Avec les progrès en oncologie, de plus en plus de patients survivent à leur cancer. Cette évolution pose la question de leur qualité de vie post-cancer. « Aujourd’hui, 80 à 90 % des jeunes patients atteints de cancer survivent, ce qui fait d’eux une part importante de la population. Il est donc essentiel d’assurer une prise en charge adaptée pour leur offrir une qualité de vie optimale », explique Isabelle Demeestere.

Dans cette perspective, plusieurs projets de recherche, en collaboration avec l’École de Santé publique, le Pôle Santé de l’ULB et le HUB, ainsi qu’au niveau européen, sont en cours. « Les problématiques sexuelles et de fertilité ne peuvent être dissociées des enjeux personnels et professionnels, comme le retour au travail ou la gestion de la dépression. Une prise en charge globale et transdisciplinaire est donc primordiale », ajoute-t-elle.
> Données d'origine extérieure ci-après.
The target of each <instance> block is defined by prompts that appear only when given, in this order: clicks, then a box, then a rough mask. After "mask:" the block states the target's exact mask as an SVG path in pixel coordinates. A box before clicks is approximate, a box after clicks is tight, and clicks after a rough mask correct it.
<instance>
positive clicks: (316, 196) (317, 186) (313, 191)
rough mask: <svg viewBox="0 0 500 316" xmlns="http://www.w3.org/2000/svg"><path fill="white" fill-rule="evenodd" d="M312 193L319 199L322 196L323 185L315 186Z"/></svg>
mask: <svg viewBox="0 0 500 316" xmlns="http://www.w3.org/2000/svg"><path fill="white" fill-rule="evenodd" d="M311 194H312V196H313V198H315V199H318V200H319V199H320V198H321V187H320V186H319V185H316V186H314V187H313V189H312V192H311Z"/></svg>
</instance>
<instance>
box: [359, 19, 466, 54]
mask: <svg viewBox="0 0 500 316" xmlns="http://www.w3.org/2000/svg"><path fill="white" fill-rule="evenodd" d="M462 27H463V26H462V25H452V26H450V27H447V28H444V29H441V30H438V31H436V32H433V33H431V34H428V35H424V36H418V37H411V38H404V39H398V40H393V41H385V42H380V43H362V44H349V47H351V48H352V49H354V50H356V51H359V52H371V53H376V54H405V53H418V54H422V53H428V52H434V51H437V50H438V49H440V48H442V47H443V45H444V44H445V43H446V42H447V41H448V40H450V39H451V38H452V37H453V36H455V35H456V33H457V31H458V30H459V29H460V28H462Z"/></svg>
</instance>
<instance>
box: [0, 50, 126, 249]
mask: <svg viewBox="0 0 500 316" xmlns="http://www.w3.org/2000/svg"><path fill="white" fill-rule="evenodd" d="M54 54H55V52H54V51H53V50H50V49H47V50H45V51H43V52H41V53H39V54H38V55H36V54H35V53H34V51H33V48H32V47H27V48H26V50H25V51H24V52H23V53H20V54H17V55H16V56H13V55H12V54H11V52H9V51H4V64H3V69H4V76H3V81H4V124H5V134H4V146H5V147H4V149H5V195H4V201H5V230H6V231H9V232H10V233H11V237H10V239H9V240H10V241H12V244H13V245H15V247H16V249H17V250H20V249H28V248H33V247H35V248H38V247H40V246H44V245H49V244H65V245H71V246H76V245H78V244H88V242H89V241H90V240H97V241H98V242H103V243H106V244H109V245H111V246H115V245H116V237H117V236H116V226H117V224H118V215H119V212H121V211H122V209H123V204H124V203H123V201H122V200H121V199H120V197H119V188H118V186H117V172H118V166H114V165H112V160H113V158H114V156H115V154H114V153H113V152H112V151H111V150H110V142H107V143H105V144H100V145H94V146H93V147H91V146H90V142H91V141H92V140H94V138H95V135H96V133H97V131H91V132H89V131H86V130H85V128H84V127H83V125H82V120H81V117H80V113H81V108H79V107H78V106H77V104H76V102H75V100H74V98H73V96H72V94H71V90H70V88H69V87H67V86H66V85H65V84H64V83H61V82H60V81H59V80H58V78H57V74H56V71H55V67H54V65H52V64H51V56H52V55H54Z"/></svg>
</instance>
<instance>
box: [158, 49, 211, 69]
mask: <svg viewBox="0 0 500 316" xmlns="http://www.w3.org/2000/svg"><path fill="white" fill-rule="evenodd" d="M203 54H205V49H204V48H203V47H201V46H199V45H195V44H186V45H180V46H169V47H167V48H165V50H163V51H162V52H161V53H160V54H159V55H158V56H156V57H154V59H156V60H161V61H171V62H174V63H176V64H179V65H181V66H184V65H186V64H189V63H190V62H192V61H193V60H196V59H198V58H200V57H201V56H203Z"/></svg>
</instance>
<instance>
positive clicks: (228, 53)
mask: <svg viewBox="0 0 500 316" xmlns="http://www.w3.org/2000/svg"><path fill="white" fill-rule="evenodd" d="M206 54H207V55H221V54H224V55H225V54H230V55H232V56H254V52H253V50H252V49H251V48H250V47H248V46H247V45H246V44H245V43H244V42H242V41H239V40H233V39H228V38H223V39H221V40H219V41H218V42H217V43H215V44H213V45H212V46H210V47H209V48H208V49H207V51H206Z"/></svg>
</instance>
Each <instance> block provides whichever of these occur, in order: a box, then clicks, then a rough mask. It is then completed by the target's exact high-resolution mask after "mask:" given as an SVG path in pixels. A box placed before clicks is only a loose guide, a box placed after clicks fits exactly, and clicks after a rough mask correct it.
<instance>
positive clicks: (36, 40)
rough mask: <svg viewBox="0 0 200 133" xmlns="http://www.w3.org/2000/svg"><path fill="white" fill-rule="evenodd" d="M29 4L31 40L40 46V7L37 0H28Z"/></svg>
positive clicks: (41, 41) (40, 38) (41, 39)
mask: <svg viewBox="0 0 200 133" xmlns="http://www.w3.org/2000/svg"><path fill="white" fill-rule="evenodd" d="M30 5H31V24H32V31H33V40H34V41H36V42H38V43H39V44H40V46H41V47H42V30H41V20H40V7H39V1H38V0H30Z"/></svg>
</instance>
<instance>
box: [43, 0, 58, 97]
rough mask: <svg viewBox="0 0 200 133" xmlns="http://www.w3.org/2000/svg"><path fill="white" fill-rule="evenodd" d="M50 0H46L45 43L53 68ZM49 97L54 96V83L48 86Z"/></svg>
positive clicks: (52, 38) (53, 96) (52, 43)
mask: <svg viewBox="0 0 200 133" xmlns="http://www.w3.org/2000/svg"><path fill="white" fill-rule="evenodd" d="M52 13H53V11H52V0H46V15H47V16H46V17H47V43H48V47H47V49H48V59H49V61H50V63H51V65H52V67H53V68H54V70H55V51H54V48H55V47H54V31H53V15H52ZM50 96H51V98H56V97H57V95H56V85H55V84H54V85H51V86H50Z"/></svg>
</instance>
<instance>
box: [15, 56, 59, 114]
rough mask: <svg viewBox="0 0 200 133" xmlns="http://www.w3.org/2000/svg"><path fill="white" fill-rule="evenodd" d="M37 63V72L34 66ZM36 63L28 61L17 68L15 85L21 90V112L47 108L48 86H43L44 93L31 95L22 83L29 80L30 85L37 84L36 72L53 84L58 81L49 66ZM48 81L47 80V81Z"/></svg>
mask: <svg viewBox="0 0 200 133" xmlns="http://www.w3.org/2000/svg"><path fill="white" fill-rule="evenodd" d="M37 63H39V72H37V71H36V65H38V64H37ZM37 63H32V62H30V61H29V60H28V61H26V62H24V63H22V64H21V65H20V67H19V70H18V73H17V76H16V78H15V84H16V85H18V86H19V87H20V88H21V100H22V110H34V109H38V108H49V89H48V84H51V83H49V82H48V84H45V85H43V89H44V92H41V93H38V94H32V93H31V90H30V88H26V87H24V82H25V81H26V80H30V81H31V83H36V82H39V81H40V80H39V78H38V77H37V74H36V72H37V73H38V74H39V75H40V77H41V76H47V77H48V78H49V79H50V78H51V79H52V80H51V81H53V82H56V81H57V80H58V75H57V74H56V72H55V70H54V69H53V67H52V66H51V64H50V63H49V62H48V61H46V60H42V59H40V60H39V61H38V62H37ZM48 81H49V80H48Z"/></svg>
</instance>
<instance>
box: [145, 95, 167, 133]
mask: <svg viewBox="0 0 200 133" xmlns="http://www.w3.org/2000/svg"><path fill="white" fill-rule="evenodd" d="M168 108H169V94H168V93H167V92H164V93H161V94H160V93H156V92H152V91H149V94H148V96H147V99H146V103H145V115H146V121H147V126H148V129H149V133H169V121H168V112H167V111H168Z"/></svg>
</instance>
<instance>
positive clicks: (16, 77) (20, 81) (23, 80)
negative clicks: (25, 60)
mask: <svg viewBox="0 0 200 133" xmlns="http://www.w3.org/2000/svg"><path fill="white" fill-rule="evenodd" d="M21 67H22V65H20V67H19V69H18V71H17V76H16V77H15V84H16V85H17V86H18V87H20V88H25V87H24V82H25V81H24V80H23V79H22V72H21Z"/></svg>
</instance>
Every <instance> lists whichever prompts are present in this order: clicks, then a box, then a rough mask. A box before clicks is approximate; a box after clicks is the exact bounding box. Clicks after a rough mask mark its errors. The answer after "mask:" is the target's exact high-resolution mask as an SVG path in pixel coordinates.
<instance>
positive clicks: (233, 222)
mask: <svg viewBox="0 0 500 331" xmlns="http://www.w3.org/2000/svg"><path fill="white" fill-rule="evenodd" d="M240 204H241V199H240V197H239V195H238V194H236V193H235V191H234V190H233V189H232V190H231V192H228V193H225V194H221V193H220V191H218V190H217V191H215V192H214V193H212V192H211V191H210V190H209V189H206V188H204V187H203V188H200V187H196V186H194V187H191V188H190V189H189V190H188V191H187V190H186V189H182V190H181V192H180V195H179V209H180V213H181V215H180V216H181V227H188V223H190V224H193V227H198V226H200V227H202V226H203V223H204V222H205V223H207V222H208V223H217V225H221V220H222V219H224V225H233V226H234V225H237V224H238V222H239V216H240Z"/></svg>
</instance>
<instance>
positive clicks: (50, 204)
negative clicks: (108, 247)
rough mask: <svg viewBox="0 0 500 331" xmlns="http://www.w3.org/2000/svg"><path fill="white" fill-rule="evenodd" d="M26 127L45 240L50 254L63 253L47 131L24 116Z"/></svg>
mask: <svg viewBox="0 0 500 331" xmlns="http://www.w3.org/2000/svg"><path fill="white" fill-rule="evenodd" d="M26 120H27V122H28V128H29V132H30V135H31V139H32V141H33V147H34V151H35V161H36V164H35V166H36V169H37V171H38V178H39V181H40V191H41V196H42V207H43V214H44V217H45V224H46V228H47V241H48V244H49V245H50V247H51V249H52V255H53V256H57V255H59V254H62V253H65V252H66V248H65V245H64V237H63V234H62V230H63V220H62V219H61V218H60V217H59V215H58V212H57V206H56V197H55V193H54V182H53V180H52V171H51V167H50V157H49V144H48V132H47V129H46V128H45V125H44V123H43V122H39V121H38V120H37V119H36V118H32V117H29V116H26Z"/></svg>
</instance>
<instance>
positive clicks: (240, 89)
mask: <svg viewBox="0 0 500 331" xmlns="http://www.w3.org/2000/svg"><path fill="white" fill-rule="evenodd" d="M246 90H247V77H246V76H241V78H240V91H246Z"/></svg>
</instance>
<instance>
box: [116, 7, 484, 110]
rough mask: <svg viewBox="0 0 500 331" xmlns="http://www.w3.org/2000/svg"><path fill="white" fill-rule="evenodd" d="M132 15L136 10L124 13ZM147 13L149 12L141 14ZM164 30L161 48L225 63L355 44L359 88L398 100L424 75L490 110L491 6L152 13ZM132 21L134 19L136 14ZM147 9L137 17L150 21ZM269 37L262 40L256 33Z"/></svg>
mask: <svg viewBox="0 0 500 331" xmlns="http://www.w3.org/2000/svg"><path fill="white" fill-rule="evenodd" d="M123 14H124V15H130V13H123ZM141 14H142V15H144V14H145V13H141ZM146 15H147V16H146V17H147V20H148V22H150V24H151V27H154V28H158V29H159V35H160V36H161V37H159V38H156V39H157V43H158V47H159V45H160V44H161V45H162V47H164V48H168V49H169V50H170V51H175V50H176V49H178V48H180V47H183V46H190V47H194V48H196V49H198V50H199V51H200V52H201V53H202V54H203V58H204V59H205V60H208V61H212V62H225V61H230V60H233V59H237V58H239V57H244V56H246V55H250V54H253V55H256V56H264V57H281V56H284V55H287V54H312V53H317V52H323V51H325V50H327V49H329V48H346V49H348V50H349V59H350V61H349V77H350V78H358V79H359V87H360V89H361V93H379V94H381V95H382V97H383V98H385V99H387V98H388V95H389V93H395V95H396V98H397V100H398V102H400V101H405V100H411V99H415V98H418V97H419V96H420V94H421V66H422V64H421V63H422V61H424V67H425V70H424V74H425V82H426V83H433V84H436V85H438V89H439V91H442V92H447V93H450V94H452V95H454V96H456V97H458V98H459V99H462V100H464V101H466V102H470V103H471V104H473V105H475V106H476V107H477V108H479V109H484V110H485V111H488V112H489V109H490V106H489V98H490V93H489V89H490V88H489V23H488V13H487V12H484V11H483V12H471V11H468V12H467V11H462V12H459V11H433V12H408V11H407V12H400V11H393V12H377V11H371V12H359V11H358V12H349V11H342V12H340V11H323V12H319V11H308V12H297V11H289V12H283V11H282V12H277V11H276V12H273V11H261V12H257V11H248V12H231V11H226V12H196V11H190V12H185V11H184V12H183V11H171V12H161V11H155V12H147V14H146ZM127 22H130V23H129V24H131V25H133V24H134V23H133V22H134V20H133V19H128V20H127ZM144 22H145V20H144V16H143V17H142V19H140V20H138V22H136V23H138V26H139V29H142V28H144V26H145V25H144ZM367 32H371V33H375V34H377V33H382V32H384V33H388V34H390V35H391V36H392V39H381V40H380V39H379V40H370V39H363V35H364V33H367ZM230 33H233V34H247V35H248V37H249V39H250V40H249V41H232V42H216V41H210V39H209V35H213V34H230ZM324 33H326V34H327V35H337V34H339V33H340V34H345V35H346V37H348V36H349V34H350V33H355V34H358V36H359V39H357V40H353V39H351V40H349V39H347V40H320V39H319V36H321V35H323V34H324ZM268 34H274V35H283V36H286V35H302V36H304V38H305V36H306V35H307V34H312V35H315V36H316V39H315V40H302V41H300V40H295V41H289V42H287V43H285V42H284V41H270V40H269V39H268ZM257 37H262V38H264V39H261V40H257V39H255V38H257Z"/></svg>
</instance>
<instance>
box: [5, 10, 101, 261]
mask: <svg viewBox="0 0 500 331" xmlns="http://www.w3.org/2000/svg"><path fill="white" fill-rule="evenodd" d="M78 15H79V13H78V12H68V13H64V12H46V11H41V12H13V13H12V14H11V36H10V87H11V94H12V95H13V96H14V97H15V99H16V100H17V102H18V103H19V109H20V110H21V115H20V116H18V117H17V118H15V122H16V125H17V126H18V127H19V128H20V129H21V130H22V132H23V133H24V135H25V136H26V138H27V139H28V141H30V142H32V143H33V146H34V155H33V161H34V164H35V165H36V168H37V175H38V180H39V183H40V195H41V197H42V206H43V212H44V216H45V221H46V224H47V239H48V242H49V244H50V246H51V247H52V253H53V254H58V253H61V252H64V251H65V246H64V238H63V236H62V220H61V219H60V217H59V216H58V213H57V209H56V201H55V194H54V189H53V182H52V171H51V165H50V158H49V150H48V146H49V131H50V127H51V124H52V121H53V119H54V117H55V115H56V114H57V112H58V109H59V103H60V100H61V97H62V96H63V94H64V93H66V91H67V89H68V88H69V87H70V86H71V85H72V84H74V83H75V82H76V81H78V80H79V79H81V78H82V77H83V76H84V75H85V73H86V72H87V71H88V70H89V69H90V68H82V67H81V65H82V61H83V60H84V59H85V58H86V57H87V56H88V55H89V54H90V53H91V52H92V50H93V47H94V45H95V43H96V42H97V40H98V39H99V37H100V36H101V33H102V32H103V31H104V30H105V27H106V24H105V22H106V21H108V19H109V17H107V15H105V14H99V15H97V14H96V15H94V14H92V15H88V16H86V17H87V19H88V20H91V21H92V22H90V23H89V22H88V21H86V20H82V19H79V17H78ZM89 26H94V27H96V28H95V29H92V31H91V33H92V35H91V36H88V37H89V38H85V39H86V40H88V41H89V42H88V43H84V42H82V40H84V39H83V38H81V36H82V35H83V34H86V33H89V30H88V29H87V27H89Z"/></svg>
La double casquette de praticienne et de chercheuse confère à Isabelle Demeestere une vision globale et concrète de son travail. « Les premières patientes que nous avons traitées pour la cryopréservation de tissus ovariens il y a vingt ans, reviennent aujourd’hui pour avoir des enfants. Ce n’est pas juste de la recherche, c’est voir des procédures expérimentales devenir des solutions concrètes et remboursées par l’INAMI. C’est là que l’on mesure tout le sens de notre travail », conclut-elle.